We have all sorts of varieties to choose such as skinny, steak, shoestring, krinkle-cut, and waffle. Nearly every kind involves salt, but other choices include old bay and other spices. Most Americans prefer ketchup to accompany them, while many Europeans require mayonnaise. The Brits like vinegar for reasons that surpass even their odd aversion to dentistry, and the Canadians cover theirs in gravy and cheese curd which only makes sense in country where moose roam free.

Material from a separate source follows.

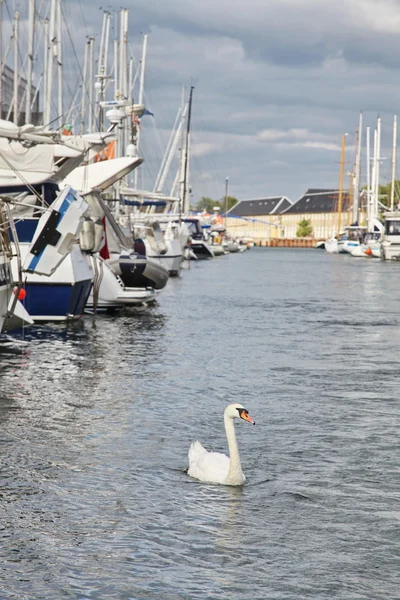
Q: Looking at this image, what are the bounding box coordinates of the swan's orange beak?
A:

Now first of all, I’m talking about real fries, made from actual potatoes, not some processed paste shaped into the form a potato and coated with a shellack made in a lab in New Jersey. Fries are not curly and potatoes do not have naturally occurring coatings to make them crispy. They should also never be frozen. It’s fine if you’re trying to feed a picky toddler, and their parents are nowhere to be found, but let’s speak as adults who know food from garbage.
Regardless of how you cut the potatoes themselves, there are a few indisputable truths when it comes to the fried potato. One, is that they can be either spiritually life affirming or crushingly disappointing, in equal measures and within the same city or hour of day. There is no rhyme or reason to who makes a good fry. You can score wonders at a lunch truck and be completely shit all over in a five star hotel. It’s a bit like pizza, but that’s a story for another day.
The other indisputable truth about proper fries, is that they have the half life of a peeled avocado. Fries are either blistering hot or entirely inedible and utterly indistinguishable from the paper wrapper from your straw that you inadvertently grabbed from the bottom of the bag and shoved in your mouth. There is no middle ground, and the last fry is not nearly as good as the first fry, as they begin to immediately die upon being served.
The fact they they appear so simple, yet seem to be so difficult to master, may be one of the reasons we are so drawn to them. They are a bit like good summer corn, random sex, or a perfect golf shot. When they are good, they are so good that they brand themselves on our cerebral cortex. When they are bad, we simply think back to the good ones we had that one time, from that one place, after coming from that thing. Which is why unscrupulous merchants can continue to keep charging us for substandard fries and we don’t drag them from behind their counters and demand how they could do that to a potato.
We eat half of them and throw the rest in the trash, only to be ignored by pigeons and rats, because even they know there is a better life out there and it’s better to strive for perfection than to toil in mediocrity.